Galvanized steel sheets, such as hot dip galvanized (GI) steel sheets, galvannealed (GA) steel sheets and electrogalvanized (EG) steel sheets, are mainly used in automotive parts of under body that are exposed to atmospheric corrosion environments. It has been reported that the corrosion protection mechanism of each steel sheet is the same regardless of the type of plating, and the coating weight of the plating greatly contributes to corrosion resistance.15,16) Fujita et al.17) reported that corrosion of galvanized steel sheets proceeds in four processes, τ1 to τ4, and in the corrosion process τ2, in which the substrate steel sheet is partially exposed due to the progress of corrosion or coating defects, the zinc coating is sacrificially corroded, thereby protecting the substrate steel. In the sacrificial corrosion process in τ2, a cathodic reaction occurs, in which oxygen and water are reduced on the substrate steel sheet simultaneously with an anodic reaction in which the zinc in the coating is dissolved. Ootsuka et al.18) examined the effect of the zinc coating on the amount of absorbed hydrogen into the substrate steel in an EG steel in which a part of the substrate steel was exposed beforehand in order to simulate the τ2 corrosion process, and reported that the amount of absorbed hydrogen increases compared with that in cold-rolled steel sheets because the cathodic reaction of water, which is a hydrogen evolution reaction, is activated at the corrosion potential of the galvanized steel. However, the behavior of hydrogen absorption into galvanized steel by corrosion also changes because the zinc coating gradually disappears as corrosion proceeds. Thus, in order to understand the relationship between the hydrogen absorption behavior and corrosion reaction in galvanized steel, it is necessary to clarify the relationship between the change of the surface condition and the amount of absorbed hydrogen.
To clarify the effect of the corrosion process on the hydrogen absorption behavior in EG steel sheets under a dry-wet cyclic corrosion environment, in this study, the amount of absorbed hydrogen into EG steel sheets was measured by an electrochemical method during a dry-wet cyclic corrosion test. In addition, the influence of the change in the exposure of the substrate steel on hydrogen absorption behavior was investigated by changing the exposed area of the substrate steel due to corrosion using EG steel with different coating weights.

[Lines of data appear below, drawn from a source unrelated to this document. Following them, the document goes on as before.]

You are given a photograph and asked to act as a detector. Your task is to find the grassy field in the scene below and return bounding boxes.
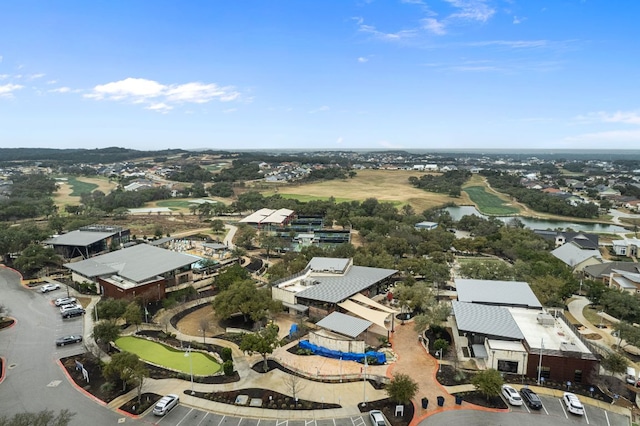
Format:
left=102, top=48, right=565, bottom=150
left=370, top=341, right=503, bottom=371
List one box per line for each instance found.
left=262, top=170, right=469, bottom=212
left=115, top=336, right=221, bottom=376
left=464, top=186, right=520, bottom=216
left=67, top=177, right=98, bottom=197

Cold-rolled steel sheets with a thickness of 0.75 mm were used. The chemical composition of the test materials is shown in Table 1. For the hydrogen absorption measurement, the specimens were prepared as follows. First, both sides of the sample were mechanically polished and then immersed in a solution containing hydrofluoric acid and hydrogen peroxide at a volume ratio of 6:94. By immersing the specimens and dissolving more than 50 µm on each side, the final thickness of the specimens was reduced to 0.5 mm. Then, a zinc coating was formed on one side of the specimens under the electroplating conditions shown in Table 2. The coating weights of the zinc coating on the specimens were controlled to 20 g/m2, 40 g/m2 and 80 g/m2 by adjusting the electrolysis time, and the corresponding coating thicknesses were 3.0 µm, 6.3 µm and 12 µm. The specimens used for hydrogen penetration measurements were plated with Pd about 400 nm thick on the opposite side of the electrogalvanized surface using a commercial Pd plating solution (K-Pure Pd, Kojima Chemical Co., Ltd.).19)
The hydrogen absorption monitoring system shown in Fig. 1 was used to measure the amount of absorbed hydrogen into the steel sheet. As shown in the figure, the hydrogen absorption monitoring system consists of four three-electrode electrochemical cells composed of Pt wires as counter electrodes and Ir/IrOx as reference electrodes. The treated sample was attached to the hydrogen absorption monitoring system such that the Pd-coated surface faced the cell on the hydrogen detection side, where 0.1 mol/L NaOH was injected. The NaOH was deaerated with nitrogen gas in advance for more than 24 hours. The specimen surface of the hydrogen detection side cell was left at +0.2 V vs. Ir/IrOx, and the anodic current flowing in each cell was continuously measured by potentiostatic polarization. As shown in Fig. 1, part of the steel sheet surface attached to the hydrogen absorption monitoring system was covered with a sealant to block hydrogen absorption, and a cell was installed to measure only the residual current.14) The net hydrogen permeation current was determined from the difference between the anode current measured in the cell without the sealant coating and the residual current measured in the reference cell.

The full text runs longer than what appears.